In 1979 the
European Exchange Rate Mechanism (ERM) – a precursor to the euro –
was established. The ERM created a semi-fixed currency exchange rate
mechanism among the European members of the system which was anchored
to the Deutsche Mark. By 1992, less than two years after England
joined the ERM, it was obvious to interested observers that the
British pound had become significantly overvalued relative to the
Deutsche Mark.
At the time,
England had a large current account deficit and was experiencing a
nasty recession. Although the British Government was committed to
maintaining the BP’s peg to the Deutsche Mark, George Soros, in
what became billed as “the trade of the century,” began to
accumulate a large bet against the pound. After wasting billions in
taxpayer funds trying to support the pound, the British Government
eventually capitulated by exiting the ERM and the market forced a
nasty revaluation of the pound. Soros ended up netting over a
billion dollars in profits. (For the record, it has been speculated
with valid source documentation that the Rothschild family was behind
Soros’ attack on the British Government/Bank of England).
Let this be
a lesson in price-fixing, as the only thing accomplished by the
British Government’s endeavor was a massive transfer of wealth from
taxpayers to George Soros & Co. and likely even more to the
Rothschild family.
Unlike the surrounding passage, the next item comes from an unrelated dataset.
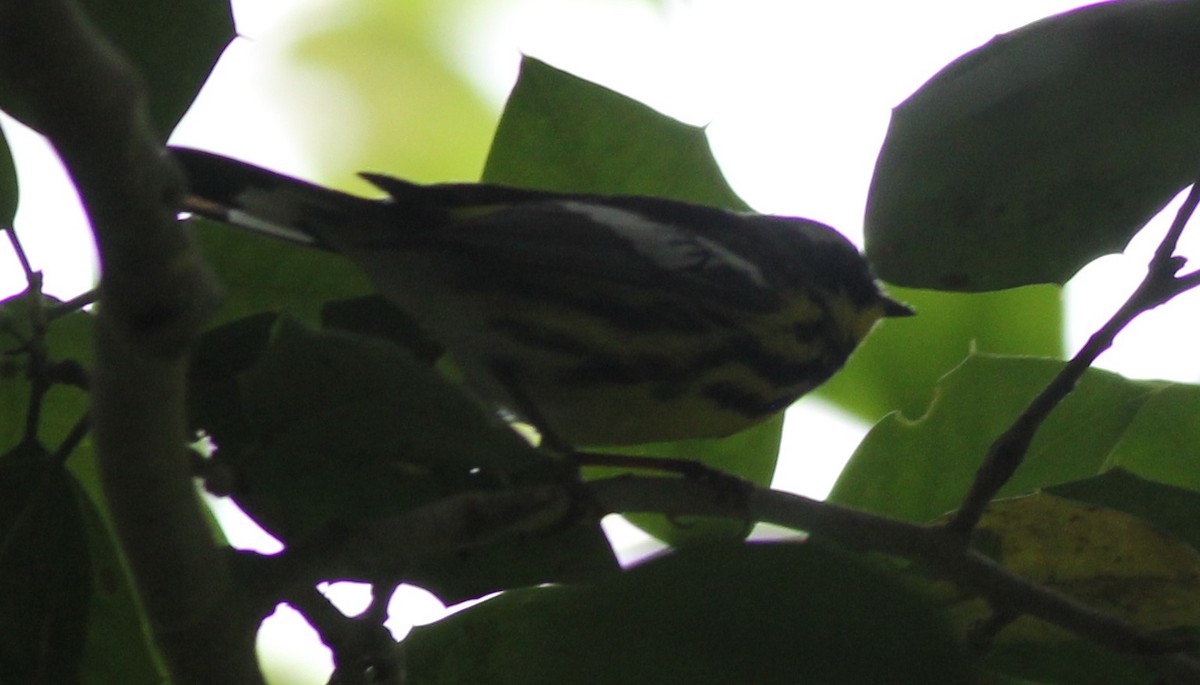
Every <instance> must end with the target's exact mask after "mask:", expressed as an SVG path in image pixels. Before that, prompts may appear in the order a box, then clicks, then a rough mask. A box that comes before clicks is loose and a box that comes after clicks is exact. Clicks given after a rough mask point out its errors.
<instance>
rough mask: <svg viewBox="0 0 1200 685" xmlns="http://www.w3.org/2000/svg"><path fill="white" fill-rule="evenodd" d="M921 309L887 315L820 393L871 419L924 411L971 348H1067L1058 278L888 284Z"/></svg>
mask: <svg viewBox="0 0 1200 685" xmlns="http://www.w3.org/2000/svg"><path fill="white" fill-rule="evenodd" d="M888 292H889V294H890V295H892V296H894V298H895V299H898V300H900V301H902V302H905V304H907V305H911V306H912V307H913V308H914V310H916V311H917V316H916V317H908V318H905V319H886V320H884V322H882V323H881V324H880V325H878V326H876V329H875V330H874V331H871V335H869V336H868V337H866V340H865V341H864V342H863V344H860V345H859V347H858V349H857V350H854V354H853V355H851V357H850V362H847V363H846V367H845V368H842V369H841V371H839V372H838V373H836V374H835V375H834V377H833V378H832V379H829V381H828V383H826V384H824V385H822V386H821V387H820V389H817V391H816V392H815V393H814V395H815V396H817V397H822V398H824V399H828V401H829V402H833V403H834V404H838V405H839V407H841V408H842V409H846V410H847V411H851V413H853V414H856V415H857V416H858V417H860V419H864V420H866V421H870V422H872V423H874V422H875V421H878V420H880V419H881V417H882V416H883V415H884V414H887V413H889V411H896V410H898V411H900V413H901V414H904V415H905V416H919V415H920V414H923V413H924V411H925V408H926V407H928V405H929V402H930V399H931V398H932V397H934V389H935V386H936V385H937V381H938V380H940V379H941V378H942V377H943V375H946V373H947V372H949V371H950V369H953V368H954V367H956V366H958V365H960V363H961V362H962V360H964V359H965V357H966V356H967V355H968V354H970V353H971V351H977V353H990V354H1013V355H1034V356H1046V357H1058V356H1061V355H1062V295H1061V293H1062V292H1061V289H1060V288H1057V287H1055V286H1032V287H1028V288H1015V289H1012V290H1002V292H998V293H972V294H959V293H940V292H936V290H911V289H907V288H888Z"/></svg>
Price fixing markets always fails eventually.
Fast-forward
to the present and we find Soros now attempting to profit from what
looks like a methodical, strategic devaluation of the Chinese
renminbi (yuan) by the Chinese Government.
But there’s
a big difference between England circa 1992 and China 2016. China is
running a massive trade surplus, it’s the world’s largest
importer/exporter and likely sports the world’s biggest GDP. It’s
financial condition is reinforced by $3.3 trillion in foreign
currency reserves. It can be argued that China is on the ascent to
become the next world superpower.
Perhaps the
most interesting “wild card” held by China is its Central Bank
hoard of gold. The $3.3 trillion in forex reserves does not include
the market value of the China’s State-owned gold. Alasdair Macleod
has produced compelling arguments which suggest that China could hold
well in excess of 20,000 tonnes of gold, nothwithstanding the current
amount to which China publicly admits.
Most
analysts who have been observing China for at least over a decade
have been wondering how it would be able to unload its massive
Treasury holdings, which at one point were around $1.4 trillion. The
market turmoil surrounding China’s intermittent currency
devaluations has stirred up a flight to safety bid for Treasuries in
the global markets into which China has already unloaded a couple
hundred billion dollars worth of Treasuries. Is China selling
dollars to support its currency or is there a more clever strategy at
work?
China likely
is not going to wait around to be a bagholder of a trillion dollars
in eventually worthless Treasuries. Enter George Soros who announced
recently with much bravado that he was betting big against the yuan.
The Chinese Government, via the State-owned People’s Daily
newspaper issued a frank warning to those who are openly speculating
against the yuan. Clear it was a shot across the bow back at Soros.